Grease Or Cream Makeup: Which Is The Better Formula For Your Halloween Look?

Spooky season is upon us and if you're an autumn girlie, you likely have a vision in your mind's eye of your Halloween costume — or maybe it's already hanging in your closet ready to scare. If you're going for a look that requires a full face of fantasy makeup, or perhaps some realistic-looking wounds, you know finding the right makeup for your getup is key. While opting for a mask is one way to spice up your All Hallows' Eve garb, creating beautifully detailed looks with Halloween makeup can be a satisfying process, too.

When it comes to grease or cream makeup, your particular costume and the festivities you plan to attend factor into the mix. Grease makeup tends to come in bold, vibrant hues, but also rubs off onto material. So, if you're wearing a silk gown, you probably don't want to take this route. Cream makeup, on the other hand, is great for blending and is also available in non-smudge varieties, so this may be your best bet for fine fabrics. Which will be the better formula for your look?

Grease makeup is sheer and great for kids

When you think of clown makeup or the white makeup used to create a classic vampire look, grease makeup is likely what you're envisioning. The consistency is obviously greasy as the product is oil-based. You can create impressive detail with grease makeup and it's best applied with a makeup sponge. If you're helping your kids perfect their Halloween looks as goblins and ghouls, grease makeup is your best friend.
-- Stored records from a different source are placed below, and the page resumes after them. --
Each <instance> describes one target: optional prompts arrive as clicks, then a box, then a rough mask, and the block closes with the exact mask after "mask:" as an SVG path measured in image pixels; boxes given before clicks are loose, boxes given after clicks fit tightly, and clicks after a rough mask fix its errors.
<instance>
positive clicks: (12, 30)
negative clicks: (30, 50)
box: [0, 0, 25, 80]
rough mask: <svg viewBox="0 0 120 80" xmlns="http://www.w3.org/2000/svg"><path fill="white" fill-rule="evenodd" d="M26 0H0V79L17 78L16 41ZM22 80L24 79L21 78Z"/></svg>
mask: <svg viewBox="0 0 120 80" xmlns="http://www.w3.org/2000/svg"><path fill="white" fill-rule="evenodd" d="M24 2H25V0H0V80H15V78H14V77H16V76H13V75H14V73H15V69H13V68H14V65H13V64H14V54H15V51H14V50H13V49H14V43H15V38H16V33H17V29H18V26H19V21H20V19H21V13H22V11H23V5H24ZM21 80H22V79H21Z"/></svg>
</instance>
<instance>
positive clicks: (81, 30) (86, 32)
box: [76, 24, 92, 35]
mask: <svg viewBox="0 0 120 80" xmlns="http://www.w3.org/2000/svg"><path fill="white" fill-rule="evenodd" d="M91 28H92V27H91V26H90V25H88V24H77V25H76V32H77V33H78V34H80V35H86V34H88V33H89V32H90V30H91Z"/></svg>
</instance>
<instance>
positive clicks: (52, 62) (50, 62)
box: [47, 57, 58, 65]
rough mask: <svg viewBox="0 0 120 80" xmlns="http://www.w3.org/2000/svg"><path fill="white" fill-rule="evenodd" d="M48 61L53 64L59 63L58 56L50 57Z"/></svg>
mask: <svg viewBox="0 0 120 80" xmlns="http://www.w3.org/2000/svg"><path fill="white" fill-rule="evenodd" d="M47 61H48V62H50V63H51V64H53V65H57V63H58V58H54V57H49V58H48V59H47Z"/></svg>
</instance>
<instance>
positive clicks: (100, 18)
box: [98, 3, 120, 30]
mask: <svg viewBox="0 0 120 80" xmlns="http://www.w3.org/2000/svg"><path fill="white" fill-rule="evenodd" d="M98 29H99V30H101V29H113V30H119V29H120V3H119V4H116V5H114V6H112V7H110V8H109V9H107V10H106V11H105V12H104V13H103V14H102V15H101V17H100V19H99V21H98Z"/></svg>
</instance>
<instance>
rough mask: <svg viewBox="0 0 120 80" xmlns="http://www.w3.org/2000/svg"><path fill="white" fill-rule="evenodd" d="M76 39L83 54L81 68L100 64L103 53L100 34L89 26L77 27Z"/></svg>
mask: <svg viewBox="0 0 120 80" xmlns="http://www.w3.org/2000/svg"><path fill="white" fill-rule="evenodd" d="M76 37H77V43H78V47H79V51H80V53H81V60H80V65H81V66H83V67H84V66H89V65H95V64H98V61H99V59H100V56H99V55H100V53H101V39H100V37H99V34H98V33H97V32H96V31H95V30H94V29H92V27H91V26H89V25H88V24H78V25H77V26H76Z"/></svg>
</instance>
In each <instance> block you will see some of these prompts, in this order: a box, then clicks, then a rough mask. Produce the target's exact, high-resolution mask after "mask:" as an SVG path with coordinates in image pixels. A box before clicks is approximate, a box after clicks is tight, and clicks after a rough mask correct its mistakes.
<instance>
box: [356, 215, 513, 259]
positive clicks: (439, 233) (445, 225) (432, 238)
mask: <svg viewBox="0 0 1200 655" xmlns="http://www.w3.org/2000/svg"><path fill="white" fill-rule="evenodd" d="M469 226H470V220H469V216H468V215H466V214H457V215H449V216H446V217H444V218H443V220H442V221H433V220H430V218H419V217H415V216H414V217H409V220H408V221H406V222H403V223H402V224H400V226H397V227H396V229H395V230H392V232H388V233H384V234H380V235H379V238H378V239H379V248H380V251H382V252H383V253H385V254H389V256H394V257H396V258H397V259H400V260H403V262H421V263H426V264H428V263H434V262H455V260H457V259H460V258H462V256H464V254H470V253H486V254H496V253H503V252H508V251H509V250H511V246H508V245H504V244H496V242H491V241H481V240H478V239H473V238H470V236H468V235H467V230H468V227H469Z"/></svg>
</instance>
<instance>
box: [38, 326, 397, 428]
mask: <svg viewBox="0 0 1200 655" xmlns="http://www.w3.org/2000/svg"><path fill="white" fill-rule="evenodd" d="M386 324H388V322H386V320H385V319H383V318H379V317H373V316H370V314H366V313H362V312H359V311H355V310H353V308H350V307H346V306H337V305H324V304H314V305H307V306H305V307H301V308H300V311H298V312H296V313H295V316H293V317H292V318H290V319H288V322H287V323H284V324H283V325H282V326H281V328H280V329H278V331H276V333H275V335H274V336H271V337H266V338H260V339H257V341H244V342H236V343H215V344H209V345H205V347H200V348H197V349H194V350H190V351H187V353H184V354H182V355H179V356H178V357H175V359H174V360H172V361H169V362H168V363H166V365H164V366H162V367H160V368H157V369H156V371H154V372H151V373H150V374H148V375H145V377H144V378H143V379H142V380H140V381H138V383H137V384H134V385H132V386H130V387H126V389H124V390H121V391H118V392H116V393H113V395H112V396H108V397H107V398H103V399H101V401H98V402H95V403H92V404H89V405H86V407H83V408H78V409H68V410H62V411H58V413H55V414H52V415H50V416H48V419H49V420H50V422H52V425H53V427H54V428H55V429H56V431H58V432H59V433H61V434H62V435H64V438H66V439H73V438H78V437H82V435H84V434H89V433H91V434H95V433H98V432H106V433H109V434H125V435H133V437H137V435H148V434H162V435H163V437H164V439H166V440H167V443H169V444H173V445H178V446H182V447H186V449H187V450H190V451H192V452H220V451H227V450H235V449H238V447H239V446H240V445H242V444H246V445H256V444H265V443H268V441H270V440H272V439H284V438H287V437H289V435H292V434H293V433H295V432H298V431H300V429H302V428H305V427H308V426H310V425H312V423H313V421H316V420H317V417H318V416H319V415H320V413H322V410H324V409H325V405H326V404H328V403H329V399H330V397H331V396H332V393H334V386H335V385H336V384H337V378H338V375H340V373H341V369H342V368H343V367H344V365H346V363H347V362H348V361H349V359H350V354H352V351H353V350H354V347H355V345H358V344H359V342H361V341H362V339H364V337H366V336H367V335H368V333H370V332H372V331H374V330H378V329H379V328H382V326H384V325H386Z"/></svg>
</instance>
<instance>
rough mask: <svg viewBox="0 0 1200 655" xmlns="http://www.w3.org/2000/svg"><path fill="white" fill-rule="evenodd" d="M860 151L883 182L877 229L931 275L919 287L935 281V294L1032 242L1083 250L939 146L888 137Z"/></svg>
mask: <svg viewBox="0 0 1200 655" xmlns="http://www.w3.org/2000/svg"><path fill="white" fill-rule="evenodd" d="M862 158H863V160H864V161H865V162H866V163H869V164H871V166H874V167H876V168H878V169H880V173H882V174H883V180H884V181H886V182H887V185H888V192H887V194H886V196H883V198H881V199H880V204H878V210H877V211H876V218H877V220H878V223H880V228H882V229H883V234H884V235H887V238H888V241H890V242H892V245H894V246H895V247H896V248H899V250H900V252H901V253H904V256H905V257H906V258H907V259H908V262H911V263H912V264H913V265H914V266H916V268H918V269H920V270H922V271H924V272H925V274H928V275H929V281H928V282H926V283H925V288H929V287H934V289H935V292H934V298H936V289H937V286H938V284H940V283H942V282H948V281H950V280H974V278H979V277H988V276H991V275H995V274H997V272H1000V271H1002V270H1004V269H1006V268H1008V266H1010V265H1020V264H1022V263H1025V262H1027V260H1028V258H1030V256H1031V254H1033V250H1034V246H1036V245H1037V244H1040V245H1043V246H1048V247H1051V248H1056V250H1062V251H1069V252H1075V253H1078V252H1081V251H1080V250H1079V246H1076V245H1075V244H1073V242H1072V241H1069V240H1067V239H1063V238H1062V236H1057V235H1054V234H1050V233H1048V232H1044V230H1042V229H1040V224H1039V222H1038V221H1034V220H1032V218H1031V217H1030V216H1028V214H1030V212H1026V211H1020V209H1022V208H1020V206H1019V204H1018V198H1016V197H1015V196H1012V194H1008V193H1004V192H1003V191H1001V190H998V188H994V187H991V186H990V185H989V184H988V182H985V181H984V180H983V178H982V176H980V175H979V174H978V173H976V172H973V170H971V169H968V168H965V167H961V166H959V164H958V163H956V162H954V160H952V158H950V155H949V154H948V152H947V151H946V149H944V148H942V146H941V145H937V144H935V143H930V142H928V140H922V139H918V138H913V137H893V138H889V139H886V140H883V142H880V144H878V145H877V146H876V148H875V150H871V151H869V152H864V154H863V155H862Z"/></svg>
As mentioned earlier, grease makeup is, well, messy. It doesn't set like other makeup and when it comes to your little witches and warlocks, you'll likely want to use a setting powder to make sure it stays in place for the duration of trick-or-treating — otherwise, you'll be finding grease makeup on just about every surface for days to come. If you add another layer of makeup or more details after setting, repeat the powder application. Once the evening has wrapped up, grease makeup can be removed with soap and water or makeup wipes. It may take an additional wash to remove the makeup residue as the product does penetrate the pores, and always be sure to care for your skin after removing Halloween makeup

Cream makeup is full coverage and easier to blend

Cream makeup has a lot in common with grease makeup, but it provides fuller coverage and you won't be dealing with as much mess — especially if you can find a non-smudge cream. This is a great option if you don't want to risk your makeup melting onto your costume. Cream makeup is water-based and is great for blending. You'll find the non-smudge variety does dry quickly, so you'll need to add your detailing swiftly. It's typically easier to control cream makeup than grease makeup, so combining colors and adding detailing around the eye area and in other creases is a smoother process. If you're going as a zombie or a bride from the grave for Halloween, then quick-drying cream makeup, like this palette from Narrative Cosmetics, is ideal for creating cuts, scabs, and bruises.

If your Halloween look is intricate and detailed, non-smudge cream or solid pigment makeup are likely your best bets — although the latter does require some practice and skill. Essentially, either cream or grease makeup will work for most skeleton, vampire, fairy, or monster makeup. Consistency, blending, smearing, and removal are all factors to consider when choosing which makeup to work with. A trial run prior to Halloween is always a smart move, so you could give both cream and grease makeup a whirl to see which one captures your desired look best.